Her şeyden önce Kıbrıs sorununun bugünlere gelmesinin en büyük nedeni  Rum-Yunan ikilisinin Megali İdea hayallerinden kaynaklanan hedefleri olması yanında; 21 Aralık 1963 Kanlı Noel saldırıları sonrasında  Kıbrıs sorununun BM Güvenlik Konseyine taşınmasının ardından  Kıbrıs sorununun ne olduğunu bilmeyen ve/veya bilmezden gelen  BM Güvenlik Konseyinin  aldığı 4 Mart 1964 tarih ve 186 sayılı kararıdır.  O günde Türk Cemaat Meclisi Başkanı sayın Rauf R. Denktaş’ın konu kararın içeriğine var olan itirazlarına   karşın  alınan  Rum-Yunan yanlısı  kararlar çerçevesinde BM  askerleri bu adaya 3 ay için gönderilmişti!..   57 yılı aşkın bir süreden beri  BM Barış Gücü askerleri Kıbrıs’ta şahitlikten öte hangi önemli bir görevi yerine   getirdi de biz bilmiyoruz?
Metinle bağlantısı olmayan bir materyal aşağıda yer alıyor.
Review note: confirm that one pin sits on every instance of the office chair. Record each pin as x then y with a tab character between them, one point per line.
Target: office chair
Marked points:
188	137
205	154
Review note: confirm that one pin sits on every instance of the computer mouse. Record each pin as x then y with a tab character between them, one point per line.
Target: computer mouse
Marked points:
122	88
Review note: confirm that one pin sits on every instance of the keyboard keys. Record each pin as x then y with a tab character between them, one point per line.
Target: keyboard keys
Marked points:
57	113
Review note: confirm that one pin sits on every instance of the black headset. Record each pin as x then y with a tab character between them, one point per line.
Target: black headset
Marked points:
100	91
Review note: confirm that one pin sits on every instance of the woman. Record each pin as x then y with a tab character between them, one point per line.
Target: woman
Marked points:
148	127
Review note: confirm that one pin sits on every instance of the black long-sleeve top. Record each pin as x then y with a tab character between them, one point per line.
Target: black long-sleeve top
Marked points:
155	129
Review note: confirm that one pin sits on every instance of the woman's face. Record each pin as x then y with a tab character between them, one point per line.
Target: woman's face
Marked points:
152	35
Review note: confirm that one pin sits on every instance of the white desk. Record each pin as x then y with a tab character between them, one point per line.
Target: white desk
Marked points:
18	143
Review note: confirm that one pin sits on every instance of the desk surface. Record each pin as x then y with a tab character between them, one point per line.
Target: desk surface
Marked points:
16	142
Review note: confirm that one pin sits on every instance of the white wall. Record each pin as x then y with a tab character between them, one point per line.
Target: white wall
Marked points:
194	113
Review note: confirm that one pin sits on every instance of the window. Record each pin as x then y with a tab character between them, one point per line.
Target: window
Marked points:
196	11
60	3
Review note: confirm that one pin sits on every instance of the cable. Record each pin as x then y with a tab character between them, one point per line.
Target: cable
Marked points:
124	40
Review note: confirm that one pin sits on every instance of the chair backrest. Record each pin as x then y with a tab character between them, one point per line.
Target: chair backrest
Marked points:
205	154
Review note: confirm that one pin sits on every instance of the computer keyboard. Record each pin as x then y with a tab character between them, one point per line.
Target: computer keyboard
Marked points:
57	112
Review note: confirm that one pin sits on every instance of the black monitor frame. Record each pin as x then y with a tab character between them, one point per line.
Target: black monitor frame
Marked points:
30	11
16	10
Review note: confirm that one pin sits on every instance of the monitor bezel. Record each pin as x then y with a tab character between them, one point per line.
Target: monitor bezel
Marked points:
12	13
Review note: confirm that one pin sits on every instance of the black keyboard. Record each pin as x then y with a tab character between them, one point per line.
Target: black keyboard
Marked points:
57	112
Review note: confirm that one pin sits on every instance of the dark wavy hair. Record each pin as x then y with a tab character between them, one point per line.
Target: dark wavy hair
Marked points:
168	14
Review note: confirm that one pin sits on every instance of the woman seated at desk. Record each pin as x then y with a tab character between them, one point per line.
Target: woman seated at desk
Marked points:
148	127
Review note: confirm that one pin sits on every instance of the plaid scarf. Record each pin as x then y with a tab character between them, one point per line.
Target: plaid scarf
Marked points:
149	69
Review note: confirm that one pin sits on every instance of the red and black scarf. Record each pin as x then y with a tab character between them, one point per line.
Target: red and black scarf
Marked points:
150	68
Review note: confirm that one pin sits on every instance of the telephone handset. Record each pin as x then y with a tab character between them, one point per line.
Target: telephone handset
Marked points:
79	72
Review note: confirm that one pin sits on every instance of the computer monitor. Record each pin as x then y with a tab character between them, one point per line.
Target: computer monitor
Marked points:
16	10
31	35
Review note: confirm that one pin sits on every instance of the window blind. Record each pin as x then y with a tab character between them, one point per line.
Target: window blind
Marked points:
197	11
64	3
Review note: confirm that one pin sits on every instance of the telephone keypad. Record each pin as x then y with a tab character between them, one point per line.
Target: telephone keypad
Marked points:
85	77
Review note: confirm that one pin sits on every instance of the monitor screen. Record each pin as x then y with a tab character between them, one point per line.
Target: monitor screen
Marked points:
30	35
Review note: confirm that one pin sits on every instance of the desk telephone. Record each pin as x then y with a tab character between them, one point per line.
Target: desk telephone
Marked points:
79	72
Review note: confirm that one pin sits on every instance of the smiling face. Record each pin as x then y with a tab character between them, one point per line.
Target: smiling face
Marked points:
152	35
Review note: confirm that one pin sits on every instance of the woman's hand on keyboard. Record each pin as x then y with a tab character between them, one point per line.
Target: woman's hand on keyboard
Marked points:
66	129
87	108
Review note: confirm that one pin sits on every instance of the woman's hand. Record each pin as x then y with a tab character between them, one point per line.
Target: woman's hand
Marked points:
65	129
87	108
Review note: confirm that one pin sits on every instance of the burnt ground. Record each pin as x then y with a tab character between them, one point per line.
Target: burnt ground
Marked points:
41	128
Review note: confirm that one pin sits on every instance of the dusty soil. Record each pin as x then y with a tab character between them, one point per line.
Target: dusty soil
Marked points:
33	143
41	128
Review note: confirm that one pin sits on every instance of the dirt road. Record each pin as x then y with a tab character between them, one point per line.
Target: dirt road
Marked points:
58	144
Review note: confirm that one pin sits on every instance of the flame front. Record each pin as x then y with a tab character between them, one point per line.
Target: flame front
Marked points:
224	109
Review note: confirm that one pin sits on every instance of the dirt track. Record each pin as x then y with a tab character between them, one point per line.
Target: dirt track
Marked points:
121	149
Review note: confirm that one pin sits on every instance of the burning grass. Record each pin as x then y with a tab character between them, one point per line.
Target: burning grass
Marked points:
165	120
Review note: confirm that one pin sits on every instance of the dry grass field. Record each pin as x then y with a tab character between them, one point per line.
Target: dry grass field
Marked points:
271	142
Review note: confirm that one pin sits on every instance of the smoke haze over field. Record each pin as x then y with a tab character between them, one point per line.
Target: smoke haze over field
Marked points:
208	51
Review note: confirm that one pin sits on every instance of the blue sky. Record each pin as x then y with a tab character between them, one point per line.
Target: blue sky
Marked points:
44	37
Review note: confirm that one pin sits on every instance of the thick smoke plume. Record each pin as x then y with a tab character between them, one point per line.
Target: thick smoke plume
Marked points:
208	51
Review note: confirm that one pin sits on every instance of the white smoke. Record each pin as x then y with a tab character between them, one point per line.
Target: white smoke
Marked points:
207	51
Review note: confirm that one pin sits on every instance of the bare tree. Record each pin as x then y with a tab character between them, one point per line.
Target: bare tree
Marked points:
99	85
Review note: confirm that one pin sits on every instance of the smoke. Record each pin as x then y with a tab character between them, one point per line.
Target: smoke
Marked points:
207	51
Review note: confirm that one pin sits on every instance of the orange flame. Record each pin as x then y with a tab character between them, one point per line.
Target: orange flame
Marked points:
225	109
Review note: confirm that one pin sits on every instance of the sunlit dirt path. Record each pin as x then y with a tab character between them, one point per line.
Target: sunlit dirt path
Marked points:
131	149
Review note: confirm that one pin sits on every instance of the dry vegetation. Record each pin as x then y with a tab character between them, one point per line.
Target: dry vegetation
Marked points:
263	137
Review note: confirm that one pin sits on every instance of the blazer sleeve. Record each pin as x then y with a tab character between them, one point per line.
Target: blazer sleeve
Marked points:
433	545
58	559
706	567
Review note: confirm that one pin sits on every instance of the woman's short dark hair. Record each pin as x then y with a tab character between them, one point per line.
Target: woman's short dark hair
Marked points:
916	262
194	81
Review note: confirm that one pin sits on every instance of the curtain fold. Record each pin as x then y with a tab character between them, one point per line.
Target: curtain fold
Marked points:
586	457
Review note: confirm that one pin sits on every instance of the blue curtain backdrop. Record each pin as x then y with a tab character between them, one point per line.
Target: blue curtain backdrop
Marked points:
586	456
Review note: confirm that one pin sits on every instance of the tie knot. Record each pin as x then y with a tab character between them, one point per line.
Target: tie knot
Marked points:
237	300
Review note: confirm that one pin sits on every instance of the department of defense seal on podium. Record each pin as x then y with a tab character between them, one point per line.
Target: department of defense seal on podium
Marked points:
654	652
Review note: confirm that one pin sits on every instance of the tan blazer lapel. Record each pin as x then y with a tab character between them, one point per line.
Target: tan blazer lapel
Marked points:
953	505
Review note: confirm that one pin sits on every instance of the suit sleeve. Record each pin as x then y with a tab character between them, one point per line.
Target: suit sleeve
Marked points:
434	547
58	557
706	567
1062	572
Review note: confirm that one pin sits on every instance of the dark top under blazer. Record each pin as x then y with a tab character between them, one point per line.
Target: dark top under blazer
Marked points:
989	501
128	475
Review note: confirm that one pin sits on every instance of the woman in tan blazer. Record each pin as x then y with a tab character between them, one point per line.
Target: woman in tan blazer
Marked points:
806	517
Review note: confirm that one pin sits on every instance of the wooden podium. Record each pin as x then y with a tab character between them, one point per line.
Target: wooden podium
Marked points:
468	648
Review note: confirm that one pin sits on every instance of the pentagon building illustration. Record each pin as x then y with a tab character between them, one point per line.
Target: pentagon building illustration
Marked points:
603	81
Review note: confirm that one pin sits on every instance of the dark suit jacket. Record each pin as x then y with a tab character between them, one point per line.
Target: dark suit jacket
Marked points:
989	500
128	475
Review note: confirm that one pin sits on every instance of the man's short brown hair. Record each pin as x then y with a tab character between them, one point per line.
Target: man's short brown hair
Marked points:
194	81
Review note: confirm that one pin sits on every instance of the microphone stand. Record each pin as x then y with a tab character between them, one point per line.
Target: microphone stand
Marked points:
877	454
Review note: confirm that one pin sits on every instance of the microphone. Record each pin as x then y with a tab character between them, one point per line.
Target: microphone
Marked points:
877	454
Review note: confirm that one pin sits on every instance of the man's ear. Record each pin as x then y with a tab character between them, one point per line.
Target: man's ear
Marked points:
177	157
Kıbrıs’ta dini, dili, kültürü ve ırkı tamamen iki ayrı halk vardır. Dost düşman bağımsız ve egemen devletimiz Kuzey Kıbrıs Türk Cumhuriyetinin varlığını kabullenmelidir.  
Garanti Antlaşmaları asla ve asla iptal edilemez. Ancak Rum-Yunan ikilisinin siyasi görüşlerine zaman zaman destek verdiği görülen  BM Genel Sekreteri Guterres “1960 Güvenlik sistemi  zamanımızda sürdürülemez olduğu” görüşünde olan   BM Guterres’e gerekli yanıt bu söylemini dile getirdiği günde  verilmeliydi!..
Dahası, Temmuz 2017 Crans Montana  Konferansı günlerinde taraflara bildirdiği ve adına da “Guterres Belgesi/Çerçevesi”  denen fikirler manzumesini gündeme getirdiği anda  Türk tarafı  görüşme masasına bir kez daha oturmamak üzere kalkmalıydı !...  BM Genel Sekreteri Guterres  ve diğerleri çok iyi bilmelidirler ki; Hiçbir güç  1960 Garanti Antlaşmalarını ortadan kaldıramaz ve de kaldıramayacaktır..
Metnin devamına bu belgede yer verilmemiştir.